My face folded into a curious squint. Two days ago, as I searched the night sky for an answer, this Malay word genied out of this unilingual brain of mine: kebiasaan. It just came out of nowhere.
I did not even know if there was such a word.
I summoned my eleven years of formal Malaysian education, and concentrated on the word.
“Biasa means normal.”
“Does kebiasaan then mean normalcy?”
“Or does the word mean ‘usual’ as in ‘Jadi satu kebiasaan’, which would mean ‘become routine’?”
“You sure about that?”
“Oh… I don’t know. Really, I don’t.”
“Just curious JC. What did you notch for your Malay language paper?”
“Now, now. Let’s not exhume any dark memories here.”
Like heads on a totem pole having a conversation, a panel discussion took place in my mind, and it led me down a path of self discovery. This was what I unearthed. My Malay is beyond hope.
NORMALCY. In my world, this has become a bit of an estranged word, banished like a leper to its own colony.
Of late, my life has been lived so intently, so intensely, that I now actually long for the opposite. So long it has been since I’ve experienced peace within. Enjoyed any form of normalcy or free abandon. These days, when I’m at rest, I no longer feel restful. But restless. This anxiousness in me that refuses to cease—it is of the sort that builds in the stillness, intensifying as time drains away.

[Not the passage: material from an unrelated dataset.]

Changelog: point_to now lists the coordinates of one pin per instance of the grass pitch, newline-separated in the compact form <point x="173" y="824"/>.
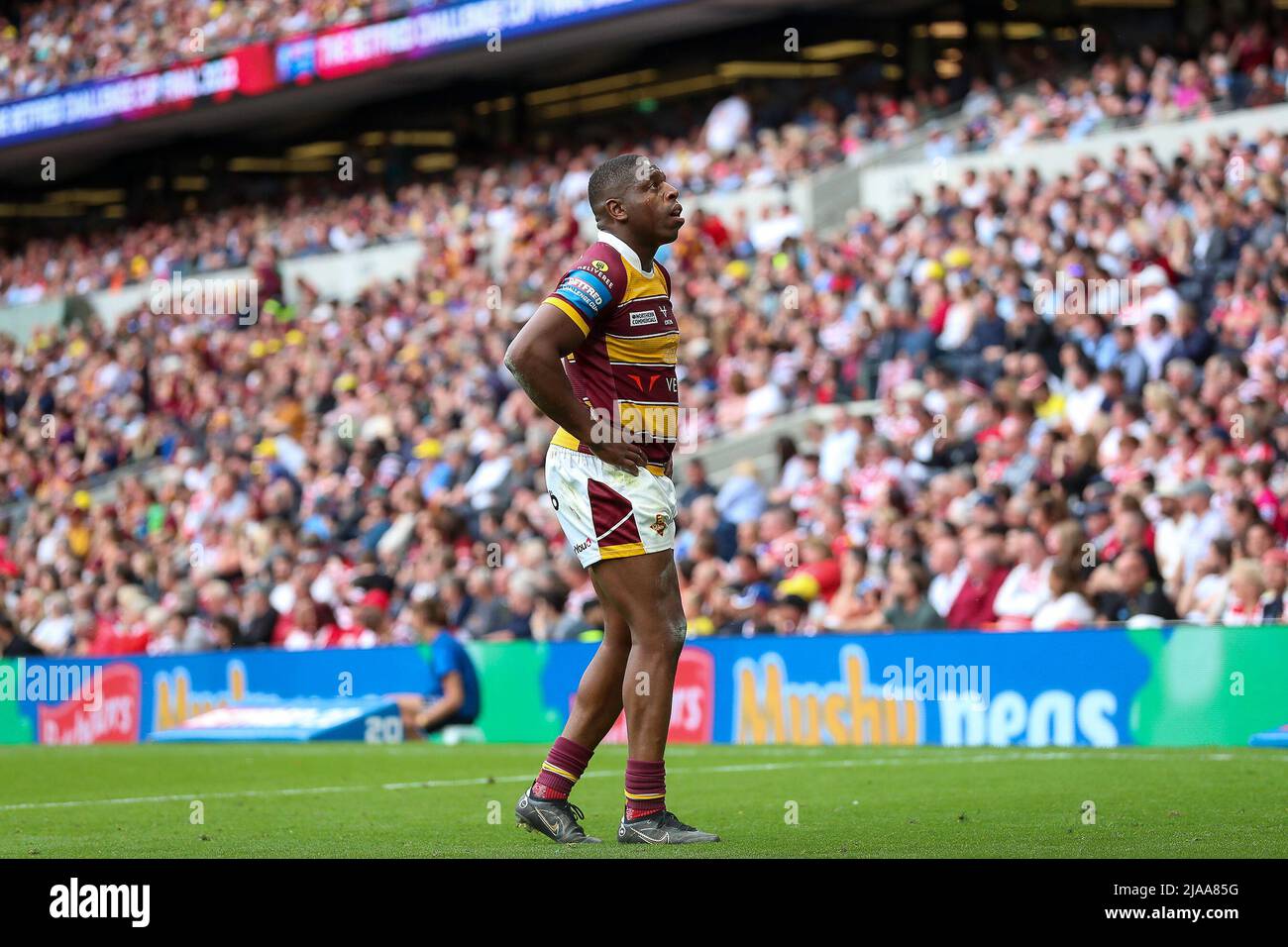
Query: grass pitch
<point x="420" y="800"/>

There is a lot to be desired in the new career path I’m on. But a lot of what’s bad is invisible to the naked eye, blanketed by its sheen. So don’t wish for it too hastily. In the life I’ve chosen, I’m no longer subjected to Monday Blues, but I’ve lost one of life’s simple and most fulfilling pleasures… a reason to Thank God It’s Friday. Sure, I do arrive at new milestones, a cause for celebration. But before any corks can be popped, and sips taken, this voice within never fails to remind me, “You’re not there yet. Not even close.”
My Friday may one day come, many years from the last eighty I’ve missed. This hope, this Utopia I’ve envisioned for myself… it is all I have to hold on to.

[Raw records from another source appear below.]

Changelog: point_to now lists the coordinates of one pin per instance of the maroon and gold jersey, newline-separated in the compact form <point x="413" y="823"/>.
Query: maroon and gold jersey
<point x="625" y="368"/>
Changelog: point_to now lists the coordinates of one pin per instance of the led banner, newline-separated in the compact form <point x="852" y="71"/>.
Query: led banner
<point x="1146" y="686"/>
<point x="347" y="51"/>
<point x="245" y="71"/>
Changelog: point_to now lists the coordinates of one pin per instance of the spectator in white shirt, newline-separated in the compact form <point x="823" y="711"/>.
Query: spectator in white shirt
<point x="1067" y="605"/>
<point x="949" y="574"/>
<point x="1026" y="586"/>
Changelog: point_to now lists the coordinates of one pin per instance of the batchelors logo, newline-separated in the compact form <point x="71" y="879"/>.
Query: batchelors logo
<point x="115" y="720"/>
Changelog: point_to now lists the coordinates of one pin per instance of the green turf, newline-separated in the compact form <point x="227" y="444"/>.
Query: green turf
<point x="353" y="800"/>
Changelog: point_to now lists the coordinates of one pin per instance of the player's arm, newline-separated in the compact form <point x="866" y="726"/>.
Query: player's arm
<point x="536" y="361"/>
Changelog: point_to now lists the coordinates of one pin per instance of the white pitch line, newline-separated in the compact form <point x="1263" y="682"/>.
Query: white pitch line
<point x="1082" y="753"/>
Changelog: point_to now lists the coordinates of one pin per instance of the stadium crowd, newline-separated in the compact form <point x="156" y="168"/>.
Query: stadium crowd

For now, all I can do is reminisce the days before this innocence was lost. Back when the burden of destiny was left to fate. When happiness was something that happened to me, instead of an active pursuit. At a point in time when I could sit at the fringe of the ocean, watch the sea swell and shrink around my feet, and experience bliss.
A life of sentences? Or a life sentence?
Rome was not built in a day. Neither are successful authors.

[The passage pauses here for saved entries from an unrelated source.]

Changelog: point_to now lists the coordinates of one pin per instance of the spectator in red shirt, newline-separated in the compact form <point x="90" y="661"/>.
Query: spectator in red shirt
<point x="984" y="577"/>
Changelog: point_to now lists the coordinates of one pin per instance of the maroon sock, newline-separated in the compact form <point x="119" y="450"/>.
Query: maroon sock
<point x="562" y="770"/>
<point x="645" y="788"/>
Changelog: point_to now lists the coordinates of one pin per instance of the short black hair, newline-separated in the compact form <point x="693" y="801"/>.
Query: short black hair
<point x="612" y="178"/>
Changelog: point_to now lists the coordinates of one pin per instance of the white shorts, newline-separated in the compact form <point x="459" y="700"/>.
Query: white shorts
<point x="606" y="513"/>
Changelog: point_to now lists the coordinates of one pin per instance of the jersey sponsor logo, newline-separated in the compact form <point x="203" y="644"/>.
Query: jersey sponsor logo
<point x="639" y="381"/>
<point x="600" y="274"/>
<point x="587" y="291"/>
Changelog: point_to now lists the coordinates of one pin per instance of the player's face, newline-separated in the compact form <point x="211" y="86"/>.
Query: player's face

International Best Selling Author.
I’ve forged and re-forged these words in my mind, allowed them to steer each of my actions. When I committed myself to this dream, I may have been unaware of what I was committing to. I’ve often asked myself this. Have I subjected on myself, the most ruinous ‘sentence’ in my life? A self-imposed fatwa that could well follow me to the grave, or maybe even expedite my journey there.
Where the writing of Fuel was concerned, I did not merely throw words onto the wind. I made a complete emotional investment, enlisted everything I had. Commitment is when you plant your seeds and your feet on the same patch. I had done that. And I’m not sure if it was a mistake.
To hold or to fold
Just the other day, I was reminded of the words to this song, “Don’t go chasing waterfalls… Please stick to the rivers and lakes that you’re used to.”
With all the turbulence that has entered my life, the question of whether I should stay the course has grown louder in my mind. On one hand, letters are trickling in from readers, telling me how powerful the book is, how it has changed their lives. On another front, there is mounting pressure for me to return to the life I’d left behind. Standing at the centre of the swirling debris, it has become extremely difficult for me to find a way out of the storm. Do I have the strength to weather it? The stomach to turn back? The freedom to ride it? So deep I am in the eye, that I may have lost the ability to differentiate stubbornness from resilience. All I know is this. If I stand too long at a crossroads, I’ll get run over by all sides.
These days, more frequently than before, I catch myself day dreaming of fair weather and wishing for normalcy. I’ve experienced many moments of joy in the last 500 days, but none that I felt I deserved. The strings have cut into my hands, have been stained red, taut in every direction. My grip ungiving, I stand here trapped in the wire, a prisoner in time, detained by the dream I’m trying to attain.